В этом году морозы ударили без снега, сковав осеннюю распутицу, так что проезжий люд не задерживался в одиноком умёте и катил в Москву без остановок, и Анисим, владелец умёта, уж жалился попу из Свиренки, что пойдёт по миру. Но вот спасение – офицер с бабой и двумя солдатами как засели у него из-за треснувшего обода, дай бог тому кузнецу здоровья, так и живут уж вторую неделю. И то сказать, что не живут, а пьют, а это и того лучше.
– Вот так, и в тепло, в тепло. – Анисим перекинул руку офицера, поднялся сам и поднял его, и пошёл к длинной широкой избе умёта, упиравшейся одним торцом на сарай, а вторым на конюшню.
Внутри за крайним столом сидели пьяные солдаты, и один из них, тот, что помоложе, пел сквозь слёзы песню, а второй, с полосами свежих шрамов поперёк лица, только плакал, оперши голову о кулак.

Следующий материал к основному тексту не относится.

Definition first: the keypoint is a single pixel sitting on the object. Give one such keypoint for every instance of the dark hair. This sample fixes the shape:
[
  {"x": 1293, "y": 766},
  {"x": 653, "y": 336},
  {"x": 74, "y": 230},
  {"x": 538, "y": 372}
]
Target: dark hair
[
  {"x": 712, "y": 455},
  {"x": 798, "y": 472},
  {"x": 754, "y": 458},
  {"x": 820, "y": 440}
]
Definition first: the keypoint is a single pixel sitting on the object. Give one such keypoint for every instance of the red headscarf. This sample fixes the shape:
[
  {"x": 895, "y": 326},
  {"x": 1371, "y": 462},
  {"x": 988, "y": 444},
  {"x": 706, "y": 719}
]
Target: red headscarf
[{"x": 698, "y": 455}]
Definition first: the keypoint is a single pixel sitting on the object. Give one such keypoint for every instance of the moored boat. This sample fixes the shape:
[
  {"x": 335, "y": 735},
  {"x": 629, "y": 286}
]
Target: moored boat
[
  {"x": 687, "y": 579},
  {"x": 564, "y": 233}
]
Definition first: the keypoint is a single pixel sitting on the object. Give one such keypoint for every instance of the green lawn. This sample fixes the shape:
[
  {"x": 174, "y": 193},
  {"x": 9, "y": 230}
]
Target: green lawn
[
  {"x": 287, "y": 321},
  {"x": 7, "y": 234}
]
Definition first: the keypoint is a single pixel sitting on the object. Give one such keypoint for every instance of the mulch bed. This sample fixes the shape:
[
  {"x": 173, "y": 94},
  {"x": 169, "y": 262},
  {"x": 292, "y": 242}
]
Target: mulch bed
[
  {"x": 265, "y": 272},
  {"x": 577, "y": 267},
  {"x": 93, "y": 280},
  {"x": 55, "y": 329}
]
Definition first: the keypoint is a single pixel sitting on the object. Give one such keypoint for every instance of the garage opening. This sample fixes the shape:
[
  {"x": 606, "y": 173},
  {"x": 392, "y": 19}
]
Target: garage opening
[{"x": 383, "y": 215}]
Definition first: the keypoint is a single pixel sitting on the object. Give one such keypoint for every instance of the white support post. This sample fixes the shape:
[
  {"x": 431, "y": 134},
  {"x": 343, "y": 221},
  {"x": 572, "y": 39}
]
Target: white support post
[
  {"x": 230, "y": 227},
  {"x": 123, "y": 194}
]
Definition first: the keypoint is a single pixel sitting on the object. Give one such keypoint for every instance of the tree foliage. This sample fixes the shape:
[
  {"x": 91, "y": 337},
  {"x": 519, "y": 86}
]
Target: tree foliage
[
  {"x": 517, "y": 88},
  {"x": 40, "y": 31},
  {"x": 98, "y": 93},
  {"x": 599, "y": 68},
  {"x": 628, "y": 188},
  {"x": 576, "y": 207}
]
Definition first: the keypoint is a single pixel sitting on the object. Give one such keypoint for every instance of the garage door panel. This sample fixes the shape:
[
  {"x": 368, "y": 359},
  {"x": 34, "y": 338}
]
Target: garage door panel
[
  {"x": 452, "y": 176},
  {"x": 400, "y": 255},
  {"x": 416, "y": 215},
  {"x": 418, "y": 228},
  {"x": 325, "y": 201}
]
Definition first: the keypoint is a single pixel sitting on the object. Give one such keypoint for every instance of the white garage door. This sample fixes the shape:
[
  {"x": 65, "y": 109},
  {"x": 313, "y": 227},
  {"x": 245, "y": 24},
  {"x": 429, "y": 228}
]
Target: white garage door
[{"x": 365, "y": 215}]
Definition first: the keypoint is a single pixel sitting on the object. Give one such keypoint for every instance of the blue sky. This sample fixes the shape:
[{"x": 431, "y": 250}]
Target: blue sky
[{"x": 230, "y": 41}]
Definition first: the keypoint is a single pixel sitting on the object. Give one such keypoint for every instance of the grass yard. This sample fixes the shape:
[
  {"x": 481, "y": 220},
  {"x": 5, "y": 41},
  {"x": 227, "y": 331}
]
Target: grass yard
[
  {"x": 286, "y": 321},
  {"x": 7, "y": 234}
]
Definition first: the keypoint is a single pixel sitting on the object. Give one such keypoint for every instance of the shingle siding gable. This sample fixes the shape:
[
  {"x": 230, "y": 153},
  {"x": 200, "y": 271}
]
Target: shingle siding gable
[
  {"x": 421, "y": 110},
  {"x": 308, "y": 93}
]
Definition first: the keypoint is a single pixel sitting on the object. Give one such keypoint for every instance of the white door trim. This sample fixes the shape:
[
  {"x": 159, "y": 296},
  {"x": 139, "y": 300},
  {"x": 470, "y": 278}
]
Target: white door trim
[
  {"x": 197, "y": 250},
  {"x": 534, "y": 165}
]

Нам картечи свист не страшен
И не страшен блеск штыка!
В бой идёт колонна наша –
Кость Смоленского полка.
В бой идёт колонна наша –
Кость Смоленского полка.
Бей, стреляй, коли! С редутов
Выбьем синие мундиры!
Не жалей! Победа с нами!
Взяли вражьи мы куртины!
Не жалей! Победа с нами!
Взяли вражьи мы куртины!
Пуля в грудь, и на постой нам –
Трёхаршинные квартиры.
За дырявые кафтаны
Не ругают командиры.
За дырявые кафтаны
Не ругают командиры.
Полк идёт до дому маршем,
Спят в чужой земле солдаты.
Никогда им не добраться
До родимой своей хаты.
Никогда им не добраться
До родимой своей хаты.
Солдат даже не пел, а кричал песню, широко разевая рот с жёлтыми неровными зубами. По щекам, по усам его текли слёзы, он всхлипывал, но продолжал петь, будто и не поёт, а поднимается в атаку.
Так повторялось уж многократно, и изо дня в день. Кончив петь, солдат обращался к своему товарищу и говорил:
– А Федька, Федьку-то убили. А он знал наперёд и меня звал, а я не пошёл. Не пошёл я, понимаешь?!
Второй солдат только молчал в ответ и обнимал своего друга за плечи.
Анисим в их разговоры не мешался и только однажды холодным утром случайно услыхал слова этого второго, меченого поперек лица солдата, когда тот вышел на двор:
– Осиротели, все как есть осиротели без друзей-товарищей. Ну да, слава Богу, за Олежку душа не болит.
Офицер же напивался один. Как прибыли, так он приказал для бабы поставить отдельную кровать и ширму. Анисим уж думал, для того самого дела, но вышло иначе – в первый же день начальник напился пьяным и сам там уснул, а баба спала на полу, на сене, рядом с солдатами, и никто ничего с ней не делал.
С того дня офицер выбирался из-за ширмы только до ветру или как теперь – в бега. Всё он спешил кого-то спасать, позабывши, случалось, и портки надеть. Он тоже часто плакал и по временам бил себя по щекам, но платил исправно, и за то Анисим был готов простить ему всё, а будет нужда, так и носить его пьяного хошь от самой Свиренки.
Одна только баба вела себя как надобно – помогала Анисимовой жене стряпать, убирать и молчалива была на удивление – назвалась только Прасковьей, мещанкой из Боброцска – и всё, слова из неё не вытянешь. Говорила только с офицером и то лишь тогда, когда тот напьётся допьяна.
– Отчего не проходит сердце? – спрашивал он, бывало.